Probably one of the most discussed and maybe most poorly understood fisheries management topics is that of regulations. We ALL have opinions on them, it seems. Myself included. Many people think that regulations do many things that they do not do. First, they are at least as much social as they are biological - that alone limits their ability to manage fish populations and size structure. However the social aspects are just as important of the biological goals of regulations. There are all kinds of examples of regulations not working well - from the utter collapse of fisheries to more minor declines in fisheries to overpopulated fisheries where more harvest could improve the fishery.
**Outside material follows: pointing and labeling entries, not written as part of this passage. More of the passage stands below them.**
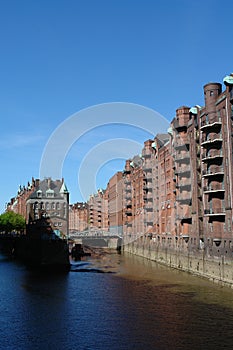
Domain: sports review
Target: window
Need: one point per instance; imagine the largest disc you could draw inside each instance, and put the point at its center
(39, 194)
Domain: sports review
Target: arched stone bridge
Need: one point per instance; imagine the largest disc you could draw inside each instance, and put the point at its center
(99, 239)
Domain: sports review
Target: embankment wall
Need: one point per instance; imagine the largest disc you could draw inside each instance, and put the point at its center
(218, 269)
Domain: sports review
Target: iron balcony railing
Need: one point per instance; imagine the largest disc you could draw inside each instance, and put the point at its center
(215, 211)
(212, 139)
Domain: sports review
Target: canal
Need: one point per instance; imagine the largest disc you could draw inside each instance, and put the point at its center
(112, 302)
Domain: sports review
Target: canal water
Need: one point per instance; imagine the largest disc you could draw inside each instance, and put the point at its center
(112, 302)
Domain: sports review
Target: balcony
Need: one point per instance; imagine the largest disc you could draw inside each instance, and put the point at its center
(184, 185)
(214, 154)
(182, 157)
(147, 169)
(210, 140)
(128, 196)
(214, 212)
(185, 199)
(183, 171)
(149, 209)
(211, 124)
(149, 223)
(146, 155)
(127, 182)
(216, 171)
(181, 142)
(179, 124)
(216, 188)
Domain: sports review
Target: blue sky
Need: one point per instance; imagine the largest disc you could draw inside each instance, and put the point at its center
(59, 57)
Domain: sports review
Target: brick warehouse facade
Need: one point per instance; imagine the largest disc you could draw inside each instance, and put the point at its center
(178, 191)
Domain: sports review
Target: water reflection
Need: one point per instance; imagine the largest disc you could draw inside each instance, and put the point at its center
(133, 304)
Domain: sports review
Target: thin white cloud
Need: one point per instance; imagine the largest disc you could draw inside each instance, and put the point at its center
(19, 140)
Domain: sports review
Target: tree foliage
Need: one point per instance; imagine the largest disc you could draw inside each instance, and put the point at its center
(10, 221)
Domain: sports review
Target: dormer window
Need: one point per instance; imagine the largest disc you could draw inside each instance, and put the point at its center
(49, 193)
(39, 194)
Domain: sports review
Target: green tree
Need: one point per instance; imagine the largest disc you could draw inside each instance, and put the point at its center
(10, 221)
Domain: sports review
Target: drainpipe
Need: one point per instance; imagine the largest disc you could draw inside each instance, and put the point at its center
(229, 153)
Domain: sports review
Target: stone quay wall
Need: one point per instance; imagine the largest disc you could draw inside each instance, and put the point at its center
(217, 269)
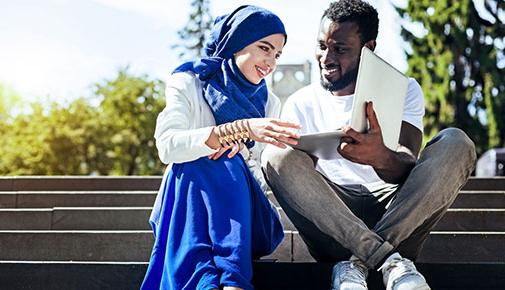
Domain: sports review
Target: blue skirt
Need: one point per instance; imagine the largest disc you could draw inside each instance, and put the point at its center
(213, 220)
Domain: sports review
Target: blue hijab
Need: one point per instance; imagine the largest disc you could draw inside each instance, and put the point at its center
(228, 93)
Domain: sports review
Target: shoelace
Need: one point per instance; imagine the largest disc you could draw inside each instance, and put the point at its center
(399, 268)
(354, 273)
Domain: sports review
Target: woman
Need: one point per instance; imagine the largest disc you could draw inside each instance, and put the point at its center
(211, 218)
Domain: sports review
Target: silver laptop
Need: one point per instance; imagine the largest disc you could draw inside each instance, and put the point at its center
(378, 82)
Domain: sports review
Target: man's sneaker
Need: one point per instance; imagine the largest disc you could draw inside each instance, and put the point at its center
(349, 275)
(401, 274)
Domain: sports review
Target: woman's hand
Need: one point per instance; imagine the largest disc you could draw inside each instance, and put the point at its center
(273, 131)
(235, 148)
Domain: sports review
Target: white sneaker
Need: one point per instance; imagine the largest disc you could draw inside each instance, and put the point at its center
(401, 274)
(349, 275)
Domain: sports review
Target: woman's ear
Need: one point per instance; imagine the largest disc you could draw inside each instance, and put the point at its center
(371, 44)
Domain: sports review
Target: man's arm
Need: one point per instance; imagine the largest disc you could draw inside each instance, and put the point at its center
(369, 149)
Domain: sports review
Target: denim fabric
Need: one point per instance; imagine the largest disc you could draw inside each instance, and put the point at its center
(336, 221)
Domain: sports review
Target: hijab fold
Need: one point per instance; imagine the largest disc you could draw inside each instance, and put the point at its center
(228, 93)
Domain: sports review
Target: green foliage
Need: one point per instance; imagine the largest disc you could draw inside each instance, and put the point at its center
(193, 35)
(129, 109)
(458, 65)
(113, 138)
(8, 99)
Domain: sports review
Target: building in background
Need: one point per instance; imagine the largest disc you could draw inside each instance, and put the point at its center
(288, 78)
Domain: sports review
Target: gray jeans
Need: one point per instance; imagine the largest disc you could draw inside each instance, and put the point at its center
(336, 221)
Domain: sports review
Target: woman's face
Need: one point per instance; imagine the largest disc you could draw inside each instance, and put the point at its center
(259, 58)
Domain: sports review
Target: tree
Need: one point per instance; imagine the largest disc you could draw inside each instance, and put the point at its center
(194, 34)
(112, 138)
(460, 65)
(129, 107)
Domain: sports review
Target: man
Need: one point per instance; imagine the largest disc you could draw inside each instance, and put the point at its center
(373, 208)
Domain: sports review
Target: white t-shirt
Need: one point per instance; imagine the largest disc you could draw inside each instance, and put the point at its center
(185, 124)
(317, 110)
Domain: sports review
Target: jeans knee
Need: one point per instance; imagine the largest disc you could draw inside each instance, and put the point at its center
(457, 142)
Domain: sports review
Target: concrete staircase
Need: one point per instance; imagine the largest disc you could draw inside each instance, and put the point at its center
(93, 233)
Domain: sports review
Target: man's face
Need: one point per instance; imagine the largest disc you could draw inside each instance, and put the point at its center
(337, 53)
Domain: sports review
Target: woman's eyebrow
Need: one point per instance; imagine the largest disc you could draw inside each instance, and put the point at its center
(269, 44)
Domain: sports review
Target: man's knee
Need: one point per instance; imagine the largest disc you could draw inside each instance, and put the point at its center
(458, 143)
(279, 159)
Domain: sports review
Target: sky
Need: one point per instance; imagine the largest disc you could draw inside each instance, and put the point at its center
(57, 49)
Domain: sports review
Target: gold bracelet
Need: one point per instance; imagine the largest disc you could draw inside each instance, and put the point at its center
(233, 133)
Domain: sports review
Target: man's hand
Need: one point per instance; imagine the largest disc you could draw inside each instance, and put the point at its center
(365, 148)
(273, 131)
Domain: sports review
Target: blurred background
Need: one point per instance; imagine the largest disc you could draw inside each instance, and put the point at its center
(81, 82)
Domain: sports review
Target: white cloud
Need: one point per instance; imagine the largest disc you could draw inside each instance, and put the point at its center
(164, 11)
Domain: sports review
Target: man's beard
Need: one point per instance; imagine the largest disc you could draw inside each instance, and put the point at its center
(345, 80)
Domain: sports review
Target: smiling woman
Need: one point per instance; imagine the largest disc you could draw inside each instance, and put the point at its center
(258, 59)
(211, 217)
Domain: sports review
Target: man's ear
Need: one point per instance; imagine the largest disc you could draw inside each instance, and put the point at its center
(371, 44)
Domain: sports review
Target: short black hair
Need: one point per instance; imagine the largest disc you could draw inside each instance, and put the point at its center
(357, 11)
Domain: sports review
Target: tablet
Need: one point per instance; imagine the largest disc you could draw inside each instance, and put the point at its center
(378, 82)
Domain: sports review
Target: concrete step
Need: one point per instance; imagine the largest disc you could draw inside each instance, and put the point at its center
(480, 199)
(136, 218)
(36, 183)
(80, 218)
(124, 198)
(115, 246)
(49, 199)
(135, 246)
(469, 219)
(17, 183)
(267, 275)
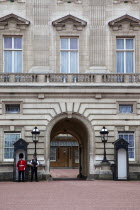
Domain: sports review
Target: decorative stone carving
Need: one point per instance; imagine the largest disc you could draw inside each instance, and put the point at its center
(125, 23)
(13, 22)
(69, 22)
(125, 1)
(69, 1)
(20, 1)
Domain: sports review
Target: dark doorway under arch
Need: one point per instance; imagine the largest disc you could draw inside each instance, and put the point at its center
(76, 129)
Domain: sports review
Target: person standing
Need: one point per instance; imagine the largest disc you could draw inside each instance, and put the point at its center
(21, 165)
(34, 165)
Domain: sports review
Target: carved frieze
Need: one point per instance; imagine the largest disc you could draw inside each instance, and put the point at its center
(125, 1)
(13, 22)
(125, 23)
(20, 1)
(69, 1)
(69, 22)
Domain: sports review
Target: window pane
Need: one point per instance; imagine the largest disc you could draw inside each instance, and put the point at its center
(125, 108)
(73, 44)
(53, 153)
(73, 62)
(129, 62)
(10, 138)
(64, 44)
(17, 61)
(17, 43)
(7, 61)
(7, 42)
(120, 43)
(129, 43)
(64, 62)
(131, 152)
(126, 137)
(120, 62)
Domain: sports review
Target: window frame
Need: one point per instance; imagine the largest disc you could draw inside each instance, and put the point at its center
(126, 50)
(6, 112)
(126, 106)
(10, 159)
(70, 50)
(52, 147)
(4, 103)
(133, 103)
(125, 133)
(12, 50)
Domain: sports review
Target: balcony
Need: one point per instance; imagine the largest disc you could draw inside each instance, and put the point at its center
(68, 79)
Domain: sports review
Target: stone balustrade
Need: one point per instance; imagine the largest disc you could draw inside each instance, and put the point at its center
(68, 78)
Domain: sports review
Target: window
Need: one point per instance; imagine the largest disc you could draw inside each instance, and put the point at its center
(53, 154)
(129, 137)
(12, 54)
(9, 139)
(12, 108)
(124, 108)
(125, 55)
(76, 155)
(69, 55)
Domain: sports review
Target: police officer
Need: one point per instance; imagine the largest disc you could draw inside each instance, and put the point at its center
(21, 165)
(34, 165)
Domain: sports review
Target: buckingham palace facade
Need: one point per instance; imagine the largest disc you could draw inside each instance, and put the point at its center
(70, 67)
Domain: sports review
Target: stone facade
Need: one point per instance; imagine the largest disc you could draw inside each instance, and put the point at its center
(78, 104)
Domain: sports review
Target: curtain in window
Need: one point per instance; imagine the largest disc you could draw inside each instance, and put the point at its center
(8, 61)
(64, 44)
(120, 62)
(8, 42)
(17, 61)
(129, 62)
(73, 62)
(17, 43)
(64, 62)
(9, 148)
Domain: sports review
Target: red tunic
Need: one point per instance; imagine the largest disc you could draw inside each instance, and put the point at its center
(21, 165)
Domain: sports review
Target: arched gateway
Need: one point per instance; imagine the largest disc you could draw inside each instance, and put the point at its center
(81, 129)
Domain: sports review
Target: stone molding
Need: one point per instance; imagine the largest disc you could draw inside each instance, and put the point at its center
(125, 23)
(70, 22)
(125, 1)
(19, 1)
(69, 1)
(13, 22)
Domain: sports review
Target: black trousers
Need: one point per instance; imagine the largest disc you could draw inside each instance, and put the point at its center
(19, 175)
(34, 171)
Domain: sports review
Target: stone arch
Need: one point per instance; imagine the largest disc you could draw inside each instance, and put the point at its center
(85, 135)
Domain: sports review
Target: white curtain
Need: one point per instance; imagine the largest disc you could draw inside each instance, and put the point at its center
(125, 57)
(129, 62)
(17, 43)
(125, 109)
(7, 42)
(120, 62)
(64, 62)
(9, 148)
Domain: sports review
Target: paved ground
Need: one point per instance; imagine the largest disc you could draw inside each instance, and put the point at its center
(64, 173)
(70, 195)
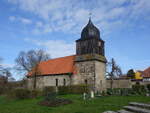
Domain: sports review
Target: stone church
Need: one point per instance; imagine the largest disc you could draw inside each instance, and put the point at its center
(87, 66)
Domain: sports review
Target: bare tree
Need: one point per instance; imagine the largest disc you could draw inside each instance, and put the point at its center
(115, 71)
(28, 62)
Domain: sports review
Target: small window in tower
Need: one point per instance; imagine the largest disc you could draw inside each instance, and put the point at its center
(56, 82)
(101, 82)
(64, 82)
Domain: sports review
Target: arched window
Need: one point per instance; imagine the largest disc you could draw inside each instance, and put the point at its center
(56, 82)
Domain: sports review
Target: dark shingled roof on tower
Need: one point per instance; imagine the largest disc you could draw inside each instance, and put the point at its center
(90, 31)
(146, 73)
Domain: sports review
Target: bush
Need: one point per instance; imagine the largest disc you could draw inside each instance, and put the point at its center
(49, 89)
(148, 87)
(79, 89)
(120, 91)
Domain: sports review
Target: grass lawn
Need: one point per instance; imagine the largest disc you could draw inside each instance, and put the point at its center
(97, 105)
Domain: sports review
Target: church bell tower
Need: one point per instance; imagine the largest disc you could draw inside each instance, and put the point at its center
(90, 58)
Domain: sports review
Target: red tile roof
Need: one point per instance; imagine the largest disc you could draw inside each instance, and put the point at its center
(61, 65)
(146, 73)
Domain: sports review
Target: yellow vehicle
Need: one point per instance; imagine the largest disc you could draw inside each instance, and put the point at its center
(138, 75)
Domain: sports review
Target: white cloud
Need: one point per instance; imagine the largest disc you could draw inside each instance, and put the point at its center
(69, 15)
(56, 48)
(20, 19)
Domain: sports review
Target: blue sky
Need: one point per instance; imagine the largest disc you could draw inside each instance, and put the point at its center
(54, 25)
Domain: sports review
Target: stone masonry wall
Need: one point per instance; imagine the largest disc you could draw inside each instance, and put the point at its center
(92, 72)
(43, 81)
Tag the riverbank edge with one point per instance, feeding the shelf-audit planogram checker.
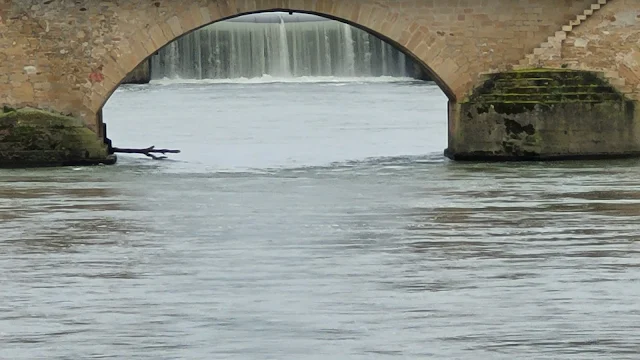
(32, 137)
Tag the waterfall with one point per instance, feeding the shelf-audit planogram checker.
(281, 49)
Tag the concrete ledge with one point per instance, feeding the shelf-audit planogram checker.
(36, 138)
(544, 114)
(492, 157)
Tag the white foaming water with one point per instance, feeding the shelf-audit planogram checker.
(268, 79)
(240, 125)
(248, 50)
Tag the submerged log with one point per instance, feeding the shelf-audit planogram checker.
(146, 151)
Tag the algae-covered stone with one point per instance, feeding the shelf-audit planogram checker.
(542, 114)
(31, 137)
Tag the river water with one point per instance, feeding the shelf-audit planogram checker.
(314, 219)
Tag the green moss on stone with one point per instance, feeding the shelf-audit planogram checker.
(32, 137)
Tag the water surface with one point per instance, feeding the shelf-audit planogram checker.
(314, 220)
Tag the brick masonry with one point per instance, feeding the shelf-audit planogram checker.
(608, 42)
(69, 56)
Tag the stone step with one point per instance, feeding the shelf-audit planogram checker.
(551, 98)
(557, 89)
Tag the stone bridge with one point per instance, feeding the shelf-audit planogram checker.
(526, 79)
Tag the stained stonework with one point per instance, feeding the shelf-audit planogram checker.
(608, 42)
(69, 56)
(545, 114)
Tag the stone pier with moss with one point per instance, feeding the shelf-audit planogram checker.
(543, 114)
(31, 137)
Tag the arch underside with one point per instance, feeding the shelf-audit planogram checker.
(414, 40)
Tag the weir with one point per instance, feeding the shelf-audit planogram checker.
(525, 80)
(279, 45)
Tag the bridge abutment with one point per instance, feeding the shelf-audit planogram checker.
(544, 114)
(31, 137)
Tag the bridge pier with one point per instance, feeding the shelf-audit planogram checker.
(543, 114)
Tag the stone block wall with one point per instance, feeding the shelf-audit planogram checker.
(69, 56)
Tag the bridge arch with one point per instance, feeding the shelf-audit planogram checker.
(428, 49)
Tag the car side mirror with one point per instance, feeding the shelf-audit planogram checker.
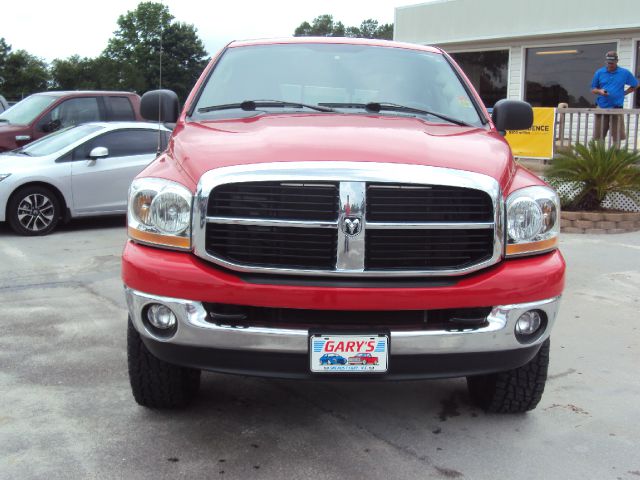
(51, 126)
(512, 115)
(98, 152)
(160, 106)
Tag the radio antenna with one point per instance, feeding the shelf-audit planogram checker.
(160, 82)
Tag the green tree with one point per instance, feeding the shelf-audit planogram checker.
(75, 73)
(325, 26)
(135, 51)
(595, 171)
(22, 72)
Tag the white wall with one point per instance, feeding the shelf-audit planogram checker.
(451, 21)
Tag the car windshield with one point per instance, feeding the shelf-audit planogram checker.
(25, 111)
(347, 78)
(58, 140)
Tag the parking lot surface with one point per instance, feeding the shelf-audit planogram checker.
(67, 411)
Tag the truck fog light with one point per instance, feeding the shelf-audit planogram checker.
(528, 323)
(161, 317)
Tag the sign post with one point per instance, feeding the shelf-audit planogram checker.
(537, 141)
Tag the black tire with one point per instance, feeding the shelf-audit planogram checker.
(155, 383)
(514, 391)
(33, 211)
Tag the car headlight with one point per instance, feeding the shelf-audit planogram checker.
(159, 213)
(533, 221)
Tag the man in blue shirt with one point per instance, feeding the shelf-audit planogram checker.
(609, 84)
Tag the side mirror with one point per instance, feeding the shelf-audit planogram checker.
(51, 126)
(512, 115)
(160, 106)
(98, 152)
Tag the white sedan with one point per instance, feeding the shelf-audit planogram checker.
(79, 171)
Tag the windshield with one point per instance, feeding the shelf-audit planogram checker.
(25, 111)
(344, 77)
(58, 140)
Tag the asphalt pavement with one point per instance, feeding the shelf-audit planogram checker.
(66, 411)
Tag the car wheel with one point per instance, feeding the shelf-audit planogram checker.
(155, 383)
(33, 211)
(513, 391)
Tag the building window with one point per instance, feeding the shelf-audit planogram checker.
(487, 72)
(563, 74)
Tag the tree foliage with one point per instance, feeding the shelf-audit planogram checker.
(22, 74)
(131, 60)
(135, 51)
(325, 26)
(596, 171)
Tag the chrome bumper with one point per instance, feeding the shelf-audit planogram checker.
(195, 331)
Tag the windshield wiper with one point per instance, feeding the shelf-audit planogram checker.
(394, 107)
(250, 105)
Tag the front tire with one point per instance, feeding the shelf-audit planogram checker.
(514, 391)
(154, 382)
(33, 211)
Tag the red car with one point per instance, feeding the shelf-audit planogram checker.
(363, 359)
(43, 113)
(314, 185)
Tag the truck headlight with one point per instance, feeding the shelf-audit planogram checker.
(159, 213)
(533, 221)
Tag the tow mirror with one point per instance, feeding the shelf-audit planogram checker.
(160, 106)
(512, 115)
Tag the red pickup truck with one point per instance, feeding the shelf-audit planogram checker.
(325, 196)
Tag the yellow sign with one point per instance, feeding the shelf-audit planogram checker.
(537, 141)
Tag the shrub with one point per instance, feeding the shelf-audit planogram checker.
(596, 171)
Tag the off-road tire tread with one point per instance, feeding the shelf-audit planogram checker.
(154, 382)
(514, 391)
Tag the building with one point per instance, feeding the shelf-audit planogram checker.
(544, 52)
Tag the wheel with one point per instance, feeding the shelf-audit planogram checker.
(513, 391)
(33, 211)
(155, 383)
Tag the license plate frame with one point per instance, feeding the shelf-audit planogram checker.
(355, 352)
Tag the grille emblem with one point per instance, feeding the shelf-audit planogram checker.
(352, 226)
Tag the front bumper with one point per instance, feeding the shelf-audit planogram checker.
(184, 283)
(281, 352)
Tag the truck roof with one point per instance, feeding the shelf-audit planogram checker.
(334, 40)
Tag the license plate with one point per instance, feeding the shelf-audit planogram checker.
(349, 353)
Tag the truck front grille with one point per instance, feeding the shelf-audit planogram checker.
(273, 247)
(445, 319)
(427, 203)
(426, 249)
(312, 222)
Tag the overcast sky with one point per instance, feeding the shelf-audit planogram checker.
(61, 28)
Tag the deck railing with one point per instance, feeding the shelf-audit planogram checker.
(578, 125)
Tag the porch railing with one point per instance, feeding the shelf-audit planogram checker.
(579, 125)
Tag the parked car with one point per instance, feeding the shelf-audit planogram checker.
(332, 359)
(363, 359)
(43, 113)
(78, 171)
(327, 180)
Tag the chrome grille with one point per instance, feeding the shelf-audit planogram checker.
(290, 201)
(348, 219)
(426, 249)
(427, 203)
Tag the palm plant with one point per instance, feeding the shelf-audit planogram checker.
(596, 171)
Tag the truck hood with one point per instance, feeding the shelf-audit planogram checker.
(206, 145)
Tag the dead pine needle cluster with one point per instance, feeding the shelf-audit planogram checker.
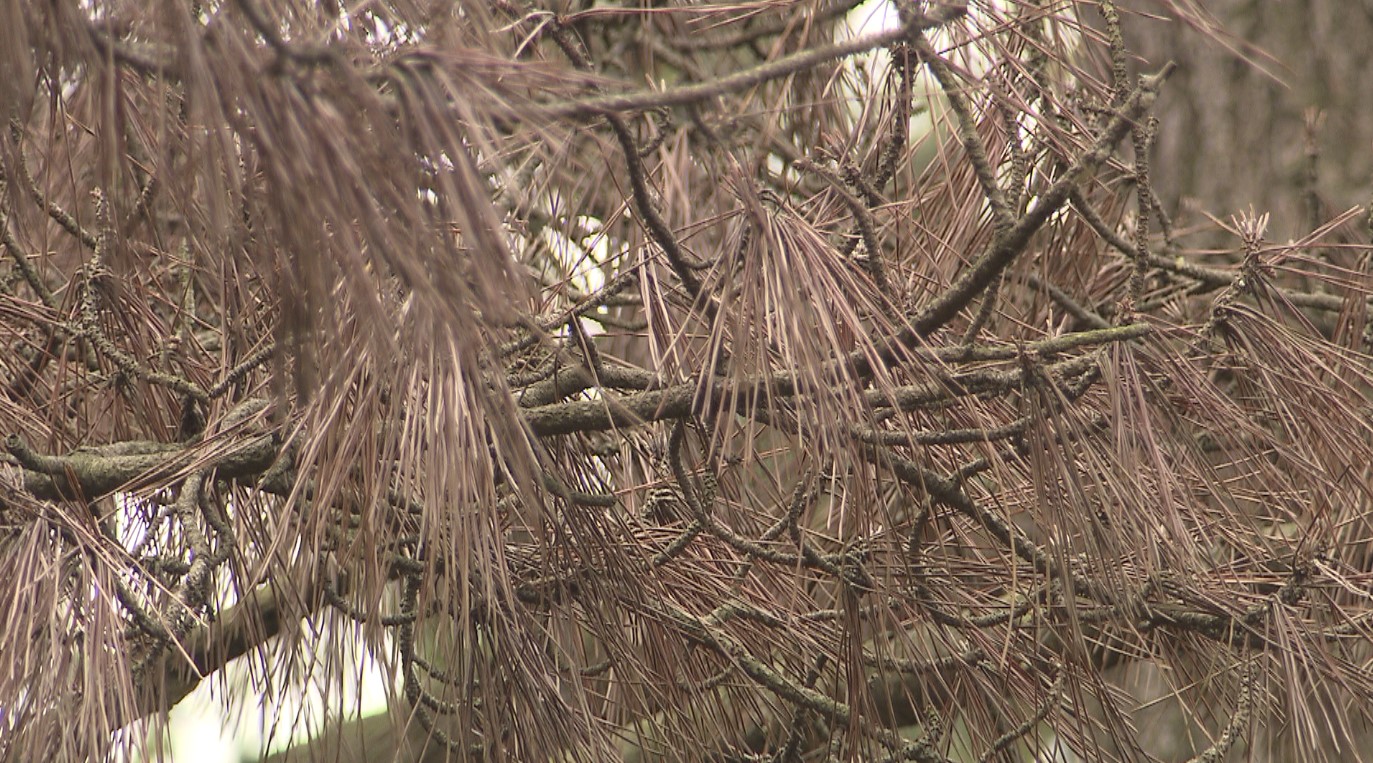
(790, 380)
Regulations are nearly always going to be less than perfect - they are a blunt instrument but an important aspect of fisheries management nonetheless.
Regulations are - or at least should be - more than just about fish populations, although that is certainly the measuring stick for most anglers. Aside from managing populations, regulations are - or at least should be - designed to influence size structure of fish populations as well as their many social effects. They set expectations for anglers, they highlight special resources, they provide different opportunities for different anglers. Regulations are much more than just a biological tool.
Regulations are ALWAYS going to be imperfect. There is absolutely no way around that, they are, after all, as much social as they are biological and there is no animal that is more difficult to manage than Homo sapiens. Watching this play out online is a shit show - though that explains about 75% of the internet, I suppose. I see guys - it is always guys - complaining about how there are no large trout and then posting stringers of 14 to 16 inch trout as if they are an inexhaustible resource and their harvest has no affect on the lack of larger trout. That is however little different from the angler that proudly releases every fish and does not understand that can also be part of the problem. I will be the first to tell you, I am part of that problem. I know there are streams where I should keep more fish but I do not. That is for any number of reasons - trout are low on my list of fish I like to eat, I only keep them when I can get them on ice quickly which requires advanced planning - not something I excel at when trout fishing, and any number of other reasons.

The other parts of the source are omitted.